The speaker said the one country that “keeps him up at night” is China (not particularly Russia by the way). Among many reasons, they are attacking us so they can:

1. Make sure they can control our infrastructure in the event of a combined military and cyber attack.
2. Steal trade secrets from companies they wish to emulate in companies within China. (See “Made in China 2025”).
3. Support criminal activities as this adds to the knowledge base of the state when it comes to vulnerabilities and threat vectors.

So, since the U.S. government knows this, and you (and they) can easily pull up a Web site to view this activity in graphical real-time, why doesn’t the U.S. government do anything?

What about the “openness”? Ha!

The openness argument is a non-starter. If you want to argue about how the openness of the U.S. Internet has created world peace and harmony I suggest you look at the real-time cyber-attack graphic one more time. The only thing the openness of the U.S. Internet has done is created a worldwide criminality campaign, targeted at our hapless infrastructure. This is what the “open” Internet has gotten us.

Part of today’s presentation predicted that cyber crime will overtake drug crime if it has not already. Why wouldn’t it? You won’t be put in prison for life for attacking someone’s computer system from another country. This is what the “open” Internet has gotten us.

Furthermore, if you’ve ever tried to build a Web site or sell a Web service in China, or, for example, had to adhere to the GDPR guidelines of doing business in the EU, you’d quickly realize that there is no “openness” of the Internet anymore. Whether by regulation (GDPR) or by technology (Great firewall of China), the Internet is already becoming balkanized. It’s just the U.S. that’s too stupid to get in front of the trend and start protecting their citizens.

What it’ll Take

In speaking with colleagues about this, everyone pretty much comes to the same sad conclusion. “It’ll take a 9/11 type cyber event before this’ll happen”. In other words, it’ll take a cyber catastrophe to get the U.S. government to actually start protecting citizens like it should. I’m hopeful that it will not.

What I think it will take is for businesses to demand of government to protect them, exactly the same way as they would from bombs. Businesses are not to blame because a zero-day exploit was released and attacked them from China. The government is to blame because they didn’t stop it coming from a known bad IP address in China. The mindset has got to change to blaming the U.S. government, not its people.

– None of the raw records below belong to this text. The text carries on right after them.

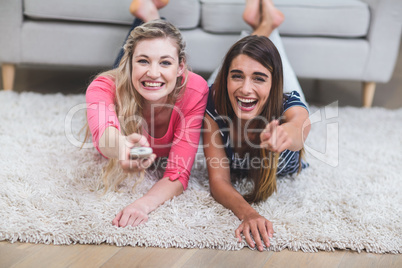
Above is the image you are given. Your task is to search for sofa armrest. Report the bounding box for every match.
[361,0,402,82]
[0,0,23,63]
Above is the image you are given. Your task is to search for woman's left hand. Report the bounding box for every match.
[260,120,292,153]
[235,212,274,251]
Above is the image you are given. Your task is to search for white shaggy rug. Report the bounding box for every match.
[0,91,402,253]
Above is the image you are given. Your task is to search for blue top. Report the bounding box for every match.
[206,89,308,176]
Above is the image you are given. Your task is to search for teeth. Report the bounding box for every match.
[144,82,162,87]
[237,98,256,103]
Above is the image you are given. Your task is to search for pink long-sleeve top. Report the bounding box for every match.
[86,72,208,190]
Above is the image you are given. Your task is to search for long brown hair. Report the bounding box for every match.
[212,35,283,203]
[84,20,188,192]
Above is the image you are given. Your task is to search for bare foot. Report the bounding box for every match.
[152,0,169,9]
[130,0,169,22]
[243,0,261,29]
[262,0,285,30]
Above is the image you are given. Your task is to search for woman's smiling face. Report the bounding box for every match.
[227,54,272,120]
[131,38,184,104]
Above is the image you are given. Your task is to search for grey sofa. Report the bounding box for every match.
[0,0,402,106]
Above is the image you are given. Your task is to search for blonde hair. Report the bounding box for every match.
[84,20,188,192]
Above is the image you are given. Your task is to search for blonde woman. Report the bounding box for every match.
[86,20,208,227]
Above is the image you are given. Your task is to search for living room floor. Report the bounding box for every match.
[0,39,402,267]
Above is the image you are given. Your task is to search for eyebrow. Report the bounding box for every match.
[135,54,174,60]
[230,69,268,78]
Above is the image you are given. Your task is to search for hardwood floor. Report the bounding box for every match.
[0,242,402,268]
[0,38,402,268]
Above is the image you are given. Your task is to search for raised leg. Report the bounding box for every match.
[1,63,15,90]
[362,82,376,108]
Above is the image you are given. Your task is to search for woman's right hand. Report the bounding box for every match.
[235,212,274,251]
[119,133,156,173]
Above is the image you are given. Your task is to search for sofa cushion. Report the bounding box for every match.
[24,0,200,29]
[200,0,370,37]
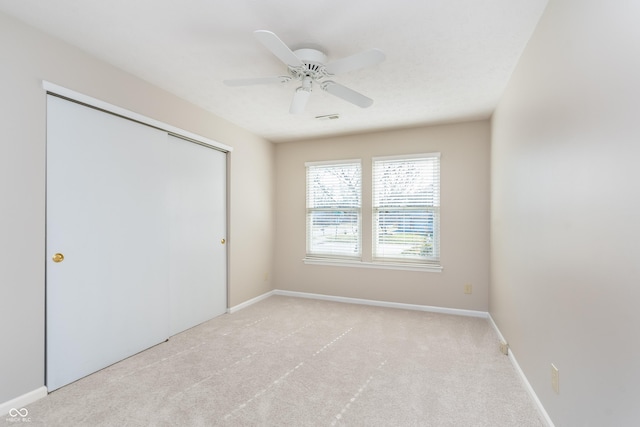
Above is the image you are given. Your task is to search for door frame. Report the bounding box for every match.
[42,80,233,390]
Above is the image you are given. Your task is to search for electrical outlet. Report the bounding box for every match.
[500,341,509,356]
[551,363,560,394]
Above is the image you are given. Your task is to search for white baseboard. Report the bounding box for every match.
[488,314,555,427]
[227,291,274,314]
[0,386,47,416]
[273,289,489,318]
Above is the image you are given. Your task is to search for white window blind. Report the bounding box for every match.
[306,160,361,259]
[373,153,440,264]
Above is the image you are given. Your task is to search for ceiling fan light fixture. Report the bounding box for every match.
[289,86,311,114]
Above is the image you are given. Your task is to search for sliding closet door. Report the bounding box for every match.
[168,136,227,335]
[46,96,169,390]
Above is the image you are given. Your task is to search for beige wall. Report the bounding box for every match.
[490,0,640,426]
[0,14,275,404]
[275,121,490,311]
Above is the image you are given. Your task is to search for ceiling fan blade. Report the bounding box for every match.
[325,49,386,75]
[253,30,303,67]
[289,88,311,114]
[223,76,291,86]
[321,80,373,108]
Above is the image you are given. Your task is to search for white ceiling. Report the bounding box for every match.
[0,0,547,142]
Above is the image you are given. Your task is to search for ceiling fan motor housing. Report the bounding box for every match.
[289,48,328,81]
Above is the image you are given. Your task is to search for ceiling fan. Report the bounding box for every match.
[224,30,385,114]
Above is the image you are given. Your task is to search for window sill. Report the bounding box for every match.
[302,258,443,273]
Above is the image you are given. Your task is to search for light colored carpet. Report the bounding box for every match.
[14,296,544,427]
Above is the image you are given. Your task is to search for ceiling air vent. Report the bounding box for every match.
[316,114,340,120]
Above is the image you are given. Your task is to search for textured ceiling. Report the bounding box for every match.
[0,0,547,142]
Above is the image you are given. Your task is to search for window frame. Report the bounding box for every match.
[302,152,443,273]
[371,152,442,269]
[305,159,362,262]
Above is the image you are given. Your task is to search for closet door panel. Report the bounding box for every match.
[168,136,227,335]
[46,96,169,390]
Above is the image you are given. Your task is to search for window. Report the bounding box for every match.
[372,153,440,264]
[306,160,362,260]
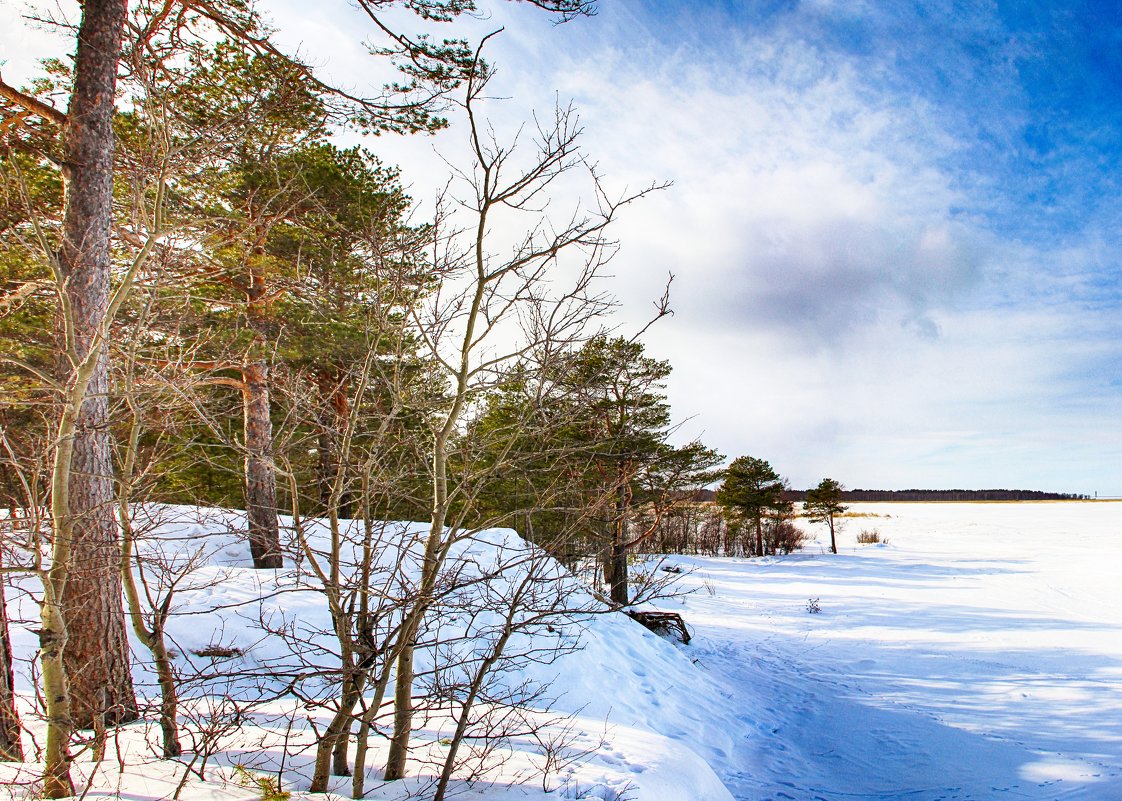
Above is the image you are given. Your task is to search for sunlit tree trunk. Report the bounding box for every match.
[58,0,137,728]
[0,569,24,762]
[241,359,283,568]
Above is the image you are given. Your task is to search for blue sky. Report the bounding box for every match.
[0,0,1122,495]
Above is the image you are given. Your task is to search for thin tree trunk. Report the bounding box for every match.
[241,359,284,569]
[316,371,353,519]
[608,471,628,606]
[55,0,137,728]
[0,569,24,762]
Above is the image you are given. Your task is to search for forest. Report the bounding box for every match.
[0,0,745,798]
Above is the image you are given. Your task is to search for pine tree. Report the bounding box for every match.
[802,478,848,553]
[716,457,784,556]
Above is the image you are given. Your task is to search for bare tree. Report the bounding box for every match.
[385,39,655,780]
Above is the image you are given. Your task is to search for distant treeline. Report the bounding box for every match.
[785,489,1089,501]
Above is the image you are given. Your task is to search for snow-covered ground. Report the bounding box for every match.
[655,503,1122,801]
[7,503,1122,801]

In fact, how about a new law (that is one thing we know government is good at) that states that if any U.S. company is hacked by any company outside the U.S., then that company is not held liable. Can you imagine that? That is how much the mindset has to change. A business that is bombed by China in Philly is not liable, nor should a business that is hacked from China. It’s the U.S. government’s fault for not stopping it.

I hope this generates a lot of comments, I’d really like to hear what is so wrong with the idea of a U.S. firewall. Maybe there’s just too much money in the selling of firewalls to individual organizations, like selling guns to militias. What would happen to all the firewall vendors if there was the Great American Firewall? Maybe that’s why the U.S. government doesn’t do anything.